We're one week closer to a Supreme Court decision on
King v. Burwell and Republicans have squandered one more week without coming up with some kind of solution for the millions of people who might be losing their health insurance. Never mind that, they're also no closer to a plan for restructuring a healthcare system in the wake of a potential decision from the court which would take those Obamacare subsidies away and destabilize everything. As Jonathan Cohn
writes that decision is less than two months away and Republicans are showing little sense of urgency.
[Rep. Paul] Ryan’s committee, arguably the most powerful in the House, has direct jurisdiction over health care financing. So how many hearings has it held about these contingency plans?
Zero.
And that’s typical. Two other House committees, Education and the Workforce along with Energy and Commerce, have formal jurisdiction over health care financing. They haven’t held hearings, either.
Over in the Senate, Ron Johnson (R-Wis.) has introduced actual legislation and it has nearly 30 co-sponsors, including Mitch McConnell (R-Ky.), who is the majority leader. But the bill is at best a first draft at legislation and, so far, neither the Finance Committee (which has the most power over health legislation) nor the Health, Education, Labor and Pensions Committee (which also has some jurisdiction) has sought testimony or scheduled a hearing--about either the Johnson bill specifically or, more generally, what to do if the Supreme Court stops the tax credits in those 34 states.

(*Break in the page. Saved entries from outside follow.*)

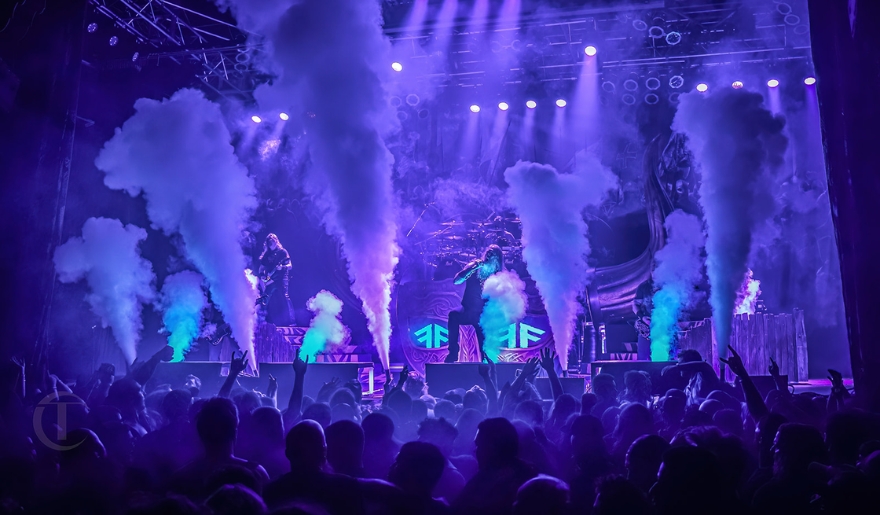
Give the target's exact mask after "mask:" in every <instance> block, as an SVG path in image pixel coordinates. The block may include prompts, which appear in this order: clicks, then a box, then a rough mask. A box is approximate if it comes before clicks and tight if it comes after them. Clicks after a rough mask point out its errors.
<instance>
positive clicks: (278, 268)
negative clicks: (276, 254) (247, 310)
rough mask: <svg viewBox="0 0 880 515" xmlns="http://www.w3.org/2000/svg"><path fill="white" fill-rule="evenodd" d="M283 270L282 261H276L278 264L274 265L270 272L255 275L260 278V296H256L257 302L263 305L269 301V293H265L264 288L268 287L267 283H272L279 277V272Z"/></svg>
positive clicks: (276, 279) (283, 269) (269, 283)
mask: <svg viewBox="0 0 880 515" xmlns="http://www.w3.org/2000/svg"><path fill="white" fill-rule="evenodd" d="M283 270H284V263H278V266H276V267H275V268H274V269H273V270H272V272H271V273H268V274H265V275H261V276H258V277H257V279H259V280H260V285H259V290H260V296H259V297H257V302H256V303H257V304H260V305H263V306H265V305H266V304H268V303H269V295H267V294H266V289H267V288H268V287H269V285H271V284H273V283H274V282H275V281H277V280H278V279H280V278H281V272H282V271H283Z"/></svg>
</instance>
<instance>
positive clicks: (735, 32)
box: [386, 0, 810, 88]
mask: <svg viewBox="0 0 880 515" xmlns="http://www.w3.org/2000/svg"><path fill="white" fill-rule="evenodd" d="M667 5H668V2H663V1H655V2H650V3H646V4H642V5H638V6H630V7H628V8H623V9H621V8H620V7H615V6H607V5H606V6H604V7H600V8H576V9H571V10H568V11H558V10H557V11H552V12H549V11H545V12H538V13H536V14H533V15H527V16H523V17H522V18H521V19H520V20H519V23H518V24H517V26H513V27H505V26H501V25H498V24H496V23H493V21H492V20H490V22H489V23H487V24H486V25H487V26H488V27H491V28H490V29H488V30H483V29H481V30H474V29H473V28H468V27H467V23H468V20H456V22H454V23H453V24H451V25H446V26H440V25H439V24H436V23H432V22H431V21H430V20H429V21H428V22H427V23H426V25H425V27H424V28H423V30H421V31H419V32H418V33H417V34H413V33H412V32H410V31H407V29H406V28H405V27H395V28H390V29H386V33H388V34H389V36H391V38H392V39H393V40H394V42H395V45H396V46H398V47H399V48H402V49H404V50H405V51H406V52H407V54H408V55H407V57H408V60H409V61H410V62H408V63H406V64H407V65H408V69H409V70H410V73H411V74H412V73H414V74H418V75H420V76H421V77H422V78H424V79H426V80H431V81H433V82H434V83H435V84H436V85H439V86H449V87H464V88H469V87H480V86H482V85H484V84H485V83H491V84H493V85H496V86H497V85H498V84H499V83H500V84H520V83H523V82H529V81H535V80H537V81H541V82H549V81H574V80H577V79H578V77H579V76H580V74H581V68H582V62H583V59H584V54H583V50H584V47H585V46H586V45H595V46H597V47H598V48H599V49H600V62H601V69H600V70H599V71H600V72H601V73H602V74H603V76H604V77H603V80H608V79H610V80H612V81H616V80H617V79H618V78H619V80H620V81H621V82H622V81H624V80H626V78H628V77H631V76H632V75H633V74H635V75H636V76H638V77H639V78H641V79H642V81H644V80H645V79H646V78H648V77H649V76H650V75H651V74H652V73H653V74H654V75H658V74H659V75H665V82H668V79H669V78H670V77H671V76H674V75H682V74H684V73H685V72H686V71H687V70H689V69H692V68H696V67H698V66H717V65H725V64H738V65H744V64H745V65H747V64H748V63H763V64H766V63H768V62H781V61H786V60H792V59H799V60H805V61H806V60H809V58H810V42H809V41H810V40H809V29H808V22H807V13H806V12H798V9H799V8H801V7H802V2H798V1H797V0H792V4H791V5H789V4H785V3H781V2H778V3H771V2H769V1H766V0H742V1H734V2H725V3H723V4H718V3H717V2H716V3H709V2H708V1H705V0H704V2H683V3H682V5H680V6H678V7H667ZM792 5H794V6H796V7H792ZM744 27H746V29H744ZM441 43H442V44H441ZM660 78H661V79H662V78H664V77H660Z"/></svg>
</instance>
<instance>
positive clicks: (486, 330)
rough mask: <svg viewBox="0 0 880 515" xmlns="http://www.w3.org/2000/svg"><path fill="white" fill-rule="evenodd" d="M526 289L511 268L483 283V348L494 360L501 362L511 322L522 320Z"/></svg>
mask: <svg viewBox="0 0 880 515" xmlns="http://www.w3.org/2000/svg"><path fill="white" fill-rule="evenodd" d="M525 289H526V285H525V283H523V281H522V279H520V278H519V276H518V275H517V274H516V272H513V271H510V270H503V271H501V272H498V273H497V274H493V275H491V276H489V278H488V279H486V282H485V283H483V298H484V299H486V300H487V302H486V305H485V306H484V307H483V312H482V314H480V327H481V328H482V329H483V334H484V335H485V337H486V341H485V343H484V344H483V351H484V352H485V353H486V355H487V356H488V357H489V359H491V360H492V361H498V355H499V354H501V347H502V344H503V343H504V342H505V340H506V338H505V337H504V336H505V332H506V331H508V330H511V329H510V325H511V324H515V323H516V322H519V321H520V320H522V317H524V316H525V314H526V302H527V299H526V294H525ZM508 336H510V335H508ZM512 336H513V337H514V338H515V337H516V335H512Z"/></svg>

There has been one hearing, total, on what to do about
King. It was last week, before the Senate Small Business and Entrepreneurship Committee, a backwater committee that "has virtually no jurisdiction over health care financing issues." But at least somebody is at least pretending to care. Now, it's possible that all the action is happening behind the scenes, and if fact that's what Ryan's people told Cohn. The "working group" Ryan
convened back in January. That group is now meeting three times a week and is "informal, but it’s an active group," says Ryan's spokesman, Brendan Buck. They'll need to speed up that activity a bit, considering that a nearly three weeks out of the next seven are going to be taken up by long weekends and Memorial Day recess.
Four weeks is most certainly not long enough to get the Republican House conference together on a plan, and that's not even factoring in the Senate. Five years hasn't been long enough for Republicans to come up with anything remotely resembling a plan to get people covered. If justices Roberts and Kennedy haven't already made up their minds on this case, hopefully they're taking note of the fact that a Republican Congress isn't in any hurry to bail them out of what could be a disastrous decision.